Reactions were predictable: Telegraaf columnist Leo Riemens referred to the show as "filth" and "pornography", and letters to the various editors struck the same chords. Other newspapers, though, were more positive, and the commentary in parliament by SGP representative Cor van Dis Sr. (the Reformed Political Party is a small, orthodox, Calvinist party), who strongly criticized the Minister of Culture Marga Klompé for allowing women to be degraded, did not meet with approval in parliament or the press.

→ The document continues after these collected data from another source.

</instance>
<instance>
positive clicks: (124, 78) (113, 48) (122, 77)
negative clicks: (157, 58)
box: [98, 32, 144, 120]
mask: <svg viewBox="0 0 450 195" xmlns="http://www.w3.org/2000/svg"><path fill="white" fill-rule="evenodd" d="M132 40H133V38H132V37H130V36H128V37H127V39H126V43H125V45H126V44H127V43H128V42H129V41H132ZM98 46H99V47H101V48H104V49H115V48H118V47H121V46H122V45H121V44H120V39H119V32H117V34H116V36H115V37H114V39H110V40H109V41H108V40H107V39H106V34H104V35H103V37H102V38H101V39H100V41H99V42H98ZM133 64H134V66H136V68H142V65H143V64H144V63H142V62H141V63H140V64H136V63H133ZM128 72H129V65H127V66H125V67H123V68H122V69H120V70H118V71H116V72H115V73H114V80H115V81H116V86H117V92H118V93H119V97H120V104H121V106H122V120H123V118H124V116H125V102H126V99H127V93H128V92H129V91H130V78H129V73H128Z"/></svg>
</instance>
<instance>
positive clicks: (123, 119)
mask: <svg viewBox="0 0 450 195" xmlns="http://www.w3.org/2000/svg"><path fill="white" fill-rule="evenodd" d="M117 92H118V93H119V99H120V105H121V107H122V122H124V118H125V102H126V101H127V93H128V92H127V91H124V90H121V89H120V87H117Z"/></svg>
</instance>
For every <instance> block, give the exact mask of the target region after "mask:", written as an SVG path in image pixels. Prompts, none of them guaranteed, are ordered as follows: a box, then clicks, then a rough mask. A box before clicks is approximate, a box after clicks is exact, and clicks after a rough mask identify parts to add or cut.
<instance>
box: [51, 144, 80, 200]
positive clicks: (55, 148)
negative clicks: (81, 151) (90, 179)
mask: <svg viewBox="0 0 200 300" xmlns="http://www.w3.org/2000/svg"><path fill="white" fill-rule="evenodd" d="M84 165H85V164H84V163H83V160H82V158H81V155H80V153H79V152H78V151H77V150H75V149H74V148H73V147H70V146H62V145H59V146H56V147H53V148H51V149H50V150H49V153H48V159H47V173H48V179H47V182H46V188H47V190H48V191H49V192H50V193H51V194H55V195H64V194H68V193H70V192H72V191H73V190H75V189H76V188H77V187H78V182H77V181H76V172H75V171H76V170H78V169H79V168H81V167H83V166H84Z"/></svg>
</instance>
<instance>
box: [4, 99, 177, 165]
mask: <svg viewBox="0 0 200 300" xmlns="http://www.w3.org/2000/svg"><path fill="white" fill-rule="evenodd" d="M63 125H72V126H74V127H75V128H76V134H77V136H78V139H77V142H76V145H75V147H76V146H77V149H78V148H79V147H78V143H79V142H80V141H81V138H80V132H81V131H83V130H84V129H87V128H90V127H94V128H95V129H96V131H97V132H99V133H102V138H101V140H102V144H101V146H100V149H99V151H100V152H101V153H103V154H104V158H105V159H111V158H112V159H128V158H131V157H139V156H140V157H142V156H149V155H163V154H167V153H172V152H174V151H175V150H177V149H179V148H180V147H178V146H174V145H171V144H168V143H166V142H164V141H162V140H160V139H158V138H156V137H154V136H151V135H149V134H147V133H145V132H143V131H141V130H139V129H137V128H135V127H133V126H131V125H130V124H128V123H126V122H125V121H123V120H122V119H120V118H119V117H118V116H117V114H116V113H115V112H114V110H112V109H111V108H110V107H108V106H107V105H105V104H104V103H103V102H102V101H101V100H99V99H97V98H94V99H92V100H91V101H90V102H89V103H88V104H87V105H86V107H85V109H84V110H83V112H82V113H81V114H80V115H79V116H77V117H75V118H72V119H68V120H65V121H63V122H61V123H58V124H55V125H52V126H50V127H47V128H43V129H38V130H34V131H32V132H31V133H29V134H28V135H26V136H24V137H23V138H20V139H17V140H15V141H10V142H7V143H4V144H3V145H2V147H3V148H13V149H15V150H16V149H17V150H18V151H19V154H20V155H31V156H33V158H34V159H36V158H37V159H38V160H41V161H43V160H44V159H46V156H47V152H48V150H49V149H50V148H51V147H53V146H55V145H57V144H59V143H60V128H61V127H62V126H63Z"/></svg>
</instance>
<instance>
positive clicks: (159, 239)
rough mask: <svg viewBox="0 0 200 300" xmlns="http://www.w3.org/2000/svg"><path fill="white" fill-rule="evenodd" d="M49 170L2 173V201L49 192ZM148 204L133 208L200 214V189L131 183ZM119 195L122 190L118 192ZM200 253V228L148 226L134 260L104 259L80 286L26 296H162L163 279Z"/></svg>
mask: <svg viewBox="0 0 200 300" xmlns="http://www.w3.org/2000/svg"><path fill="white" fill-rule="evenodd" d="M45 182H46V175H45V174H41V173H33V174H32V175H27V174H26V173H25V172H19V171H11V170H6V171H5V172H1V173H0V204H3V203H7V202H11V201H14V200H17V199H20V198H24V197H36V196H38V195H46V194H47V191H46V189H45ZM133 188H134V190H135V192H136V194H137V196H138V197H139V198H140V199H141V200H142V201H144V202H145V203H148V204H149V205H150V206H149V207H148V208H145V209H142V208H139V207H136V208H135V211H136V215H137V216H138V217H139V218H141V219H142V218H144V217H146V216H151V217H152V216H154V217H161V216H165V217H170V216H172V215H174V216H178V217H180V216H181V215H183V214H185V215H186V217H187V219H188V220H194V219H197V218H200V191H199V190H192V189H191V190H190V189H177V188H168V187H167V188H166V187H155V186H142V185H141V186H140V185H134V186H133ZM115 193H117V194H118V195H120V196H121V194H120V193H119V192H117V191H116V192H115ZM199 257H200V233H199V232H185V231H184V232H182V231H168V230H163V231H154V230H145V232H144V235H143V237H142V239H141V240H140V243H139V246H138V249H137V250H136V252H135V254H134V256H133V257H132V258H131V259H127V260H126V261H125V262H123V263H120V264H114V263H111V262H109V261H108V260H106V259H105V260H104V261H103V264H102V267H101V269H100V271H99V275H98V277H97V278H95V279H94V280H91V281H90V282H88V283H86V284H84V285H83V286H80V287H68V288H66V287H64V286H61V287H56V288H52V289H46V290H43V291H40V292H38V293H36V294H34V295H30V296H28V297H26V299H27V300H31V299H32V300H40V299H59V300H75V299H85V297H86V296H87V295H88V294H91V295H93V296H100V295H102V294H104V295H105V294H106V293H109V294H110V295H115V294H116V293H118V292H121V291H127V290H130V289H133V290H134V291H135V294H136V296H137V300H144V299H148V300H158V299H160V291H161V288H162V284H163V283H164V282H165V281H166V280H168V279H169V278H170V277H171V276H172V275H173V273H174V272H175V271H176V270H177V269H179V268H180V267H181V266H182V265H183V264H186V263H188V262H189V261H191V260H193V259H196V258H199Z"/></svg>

The VPRO anticipated angry letters from some of its members, and had prepared a standard reply in which the organization said it understood that not everyone would agree with the show's message, but that it wanted to be an "open organization" which could adjust to the rapidly changing attitudes toward society's norms.

===Third episode===
The third episode was taped on 10 November 1967 but did not air until 23 November, minus two controversial items that the VPRO cut: a section called "Vleesch" (an old-fashioned spelling for "vlees", "meat"), which reported on the last five minutes in an abattoir of a cow's life, and a section in which a model performs a striptease over an audio tape of Dutch prime minister Piet de Jong, responding to the questions asked in parliament by C. N. van Dis about Hoepla The "Vleesch" section had been moved from the second to the third episode; after a committee of child psychiatrists had delved into the matter, it was approved as safe for children but was again moved, to the fourth episode, which never aired. The section was conceived by Hans Verhagen and vegetarian Wim T. Schippers; Wim van der Linden filmed the section, and afterward became a vegetarian as well. The story on the missing episode was reported on Vlees Magazine ("Meat Magazine"), since it and the attendant video footage provided insight into slaughter procedures in the 1960s.

===Fourth episode===
A fourth episode was supposed to air on 8 January 1968 (and apparently a record number of people had tuned in to watch it), but it was decided on that very day to cancel it, with the explanation given that Phil Bloom had been photographed by Playboy during rehearsals, and such commercial ventures were not allowed on public television. The VPRO told the show's makers on 15 January that there would be no more new episodes. The tapes for the fourth episode were discovered early in the 21st century, unedited; they were newly edited and aired in January 2008.

VPRO had a back-up plan. Its slot on Nederland 2 used to broadcast Hoepla would be filled with an edition of Young People's Concerts in case of cancellation.